1999 yılında Türkiye’ye yerleşen İngiliz asıllı Kate Clow, yüzlerce kilometrelik yolu adım adım ilerleyerek köylüler ve çobanlarla konuştu; kaybolmaya yüz tutmuş antik yolları yeniden gün yüzüne çıkardı. Boyalarla işaretlemeler yaparak ilk kez bir haritaya dönüştürdüğü yol, bugün dünyanın en önemli uzun mesafe yürüyüş parkurlarından biri olarak kabul ediliyor. Clow, zor ve meşakkatli serüvenini katıldığı bir programda anlattı. Kültür Rotaları Derneği Başkanı olarak görev üstlenen Kate Clow, sürecin ilk başında ne yerel turizm şirketlerinden ne de devlet kademesinden kimsenin ilgilenmediğinden söz etti.
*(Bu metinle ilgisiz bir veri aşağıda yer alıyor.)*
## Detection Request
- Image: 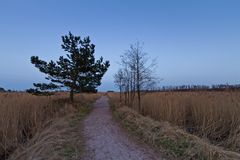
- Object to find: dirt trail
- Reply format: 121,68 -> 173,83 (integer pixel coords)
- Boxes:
83,96 -> 164,160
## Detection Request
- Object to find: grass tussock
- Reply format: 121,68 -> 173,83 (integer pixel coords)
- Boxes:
114,107 -> 240,160
0,93 -> 99,159
111,91 -> 240,152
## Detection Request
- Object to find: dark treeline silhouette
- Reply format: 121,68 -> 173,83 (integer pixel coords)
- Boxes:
143,84 -> 240,92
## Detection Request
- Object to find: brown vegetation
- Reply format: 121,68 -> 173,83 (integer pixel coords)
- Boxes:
111,91 -> 240,158
0,93 -> 100,159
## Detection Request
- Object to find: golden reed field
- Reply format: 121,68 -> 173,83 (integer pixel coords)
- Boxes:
0,93 -> 97,159
110,91 -> 240,152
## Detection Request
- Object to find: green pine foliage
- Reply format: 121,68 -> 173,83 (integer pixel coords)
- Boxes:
28,32 -> 110,101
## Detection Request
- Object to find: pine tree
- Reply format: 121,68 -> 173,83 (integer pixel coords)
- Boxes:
28,32 -> 110,101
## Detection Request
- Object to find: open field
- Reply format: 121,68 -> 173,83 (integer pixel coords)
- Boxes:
0,93 -> 99,159
110,91 -> 240,152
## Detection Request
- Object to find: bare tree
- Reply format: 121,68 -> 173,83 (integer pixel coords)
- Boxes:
114,69 -> 124,102
115,42 -> 157,112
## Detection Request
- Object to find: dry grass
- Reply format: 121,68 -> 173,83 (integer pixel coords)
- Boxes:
110,91 -> 240,152
0,93 -> 98,159
114,107 -> 240,160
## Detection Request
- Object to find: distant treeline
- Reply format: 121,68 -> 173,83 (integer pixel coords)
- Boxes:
146,84 -> 240,92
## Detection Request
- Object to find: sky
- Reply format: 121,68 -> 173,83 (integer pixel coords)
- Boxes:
0,0 -> 240,91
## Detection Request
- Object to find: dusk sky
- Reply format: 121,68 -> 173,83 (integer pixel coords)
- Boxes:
0,0 -> 240,91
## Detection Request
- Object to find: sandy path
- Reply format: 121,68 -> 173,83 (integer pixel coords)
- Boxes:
83,96 -> 163,160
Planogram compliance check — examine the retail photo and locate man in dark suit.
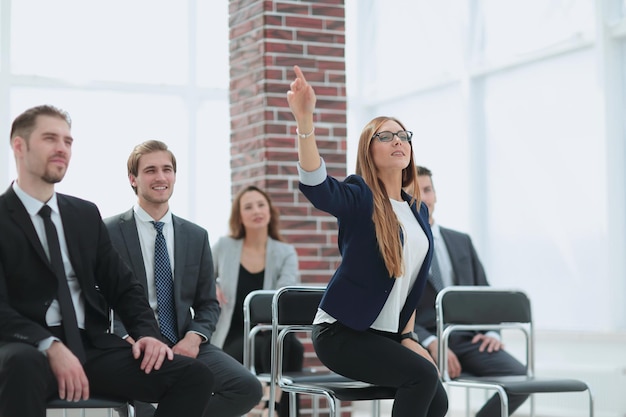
[105,140,263,417]
[415,166,527,417]
[0,106,213,417]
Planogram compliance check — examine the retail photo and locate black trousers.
[450,332,528,417]
[118,343,263,417]
[0,343,214,417]
[312,322,448,417]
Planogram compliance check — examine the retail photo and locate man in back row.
[415,166,527,417]
[104,140,263,417]
[0,106,214,417]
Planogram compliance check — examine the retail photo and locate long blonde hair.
[355,116,420,278]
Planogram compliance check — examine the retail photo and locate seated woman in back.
[211,185,304,417]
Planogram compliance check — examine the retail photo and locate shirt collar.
[13,181,60,216]
[133,204,172,223]
[430,219,441,239]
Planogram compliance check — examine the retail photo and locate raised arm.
[287,65,321,172]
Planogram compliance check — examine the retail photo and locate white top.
[370,200,428,333]
[313,199,428,333]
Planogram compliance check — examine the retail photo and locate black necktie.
[429,250,444,292]
[152,222,178,343]
[39,205,86,363]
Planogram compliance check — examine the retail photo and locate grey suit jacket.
[415,226,489,340]
[104,209,220,341]
[211,236,300,348]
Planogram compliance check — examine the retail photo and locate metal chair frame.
[46,309,135,417]
[435,286,594,417]
[270,286,396,417]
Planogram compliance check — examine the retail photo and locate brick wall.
[229,0,346,283]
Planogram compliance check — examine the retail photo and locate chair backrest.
[435,286,534,381]
[272,286,326,326]
[437,286,532,325]
[270,285,326,399]
[243,290,276,374]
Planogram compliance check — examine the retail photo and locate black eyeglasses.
[372,130,413,142]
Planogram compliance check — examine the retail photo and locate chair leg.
[283,392,298,417]
[372,400,380,417]
[311,395,320,417]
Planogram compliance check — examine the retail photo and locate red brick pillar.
[229,0,346,283]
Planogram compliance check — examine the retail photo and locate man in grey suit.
[105,140,262,417]
[415,166,527,417]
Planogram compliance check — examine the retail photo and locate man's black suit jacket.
[0,187,160,348]
[415,226,489,340]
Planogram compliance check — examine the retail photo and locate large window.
[346,0,626,332]
[0,0,230,241]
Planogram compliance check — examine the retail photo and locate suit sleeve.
[275,244,300,289]
[186,231,220,342]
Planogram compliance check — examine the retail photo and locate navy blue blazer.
[300,175,433,331]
LİKYA YOLU İLE KİMSE İLGİLENMEDİ
Kültür Rotaları Derneği Başkanı Kate Clow, katıldığı programda merakı üzerine başladığı Likya yolculuk serüvenini şu sözlerle anlattı:
“Türkiye’ye geldikten sonra tabii ki dağlarda yürüdüm. O kadar şaşırdım, o kadar eski yollar vardı ki... Dedim ki tamam, burada yaşayabilirim. Likya Yolu’nun en az yüzde 50, yüzde 60’ı eski yollardır. O zaman haritaları yoktu. Köyden köye yürüyordum. Çobanla konuştum: ‘Bu tepenin arkasında neler var?’ diye soruyordum. O nedenle yavaş yavaş eski yolu keşfetmeye başladım. Kendim haritayı çizmeye başladım. Yerel turizm şirketleri o kadar ilgilenmiyordu. Devlet kesinlikle ilgilenmedi ki yol üzerinde şehirden şehre ulaşabilirsin. Standart Roma deseninden yapılmıştı.”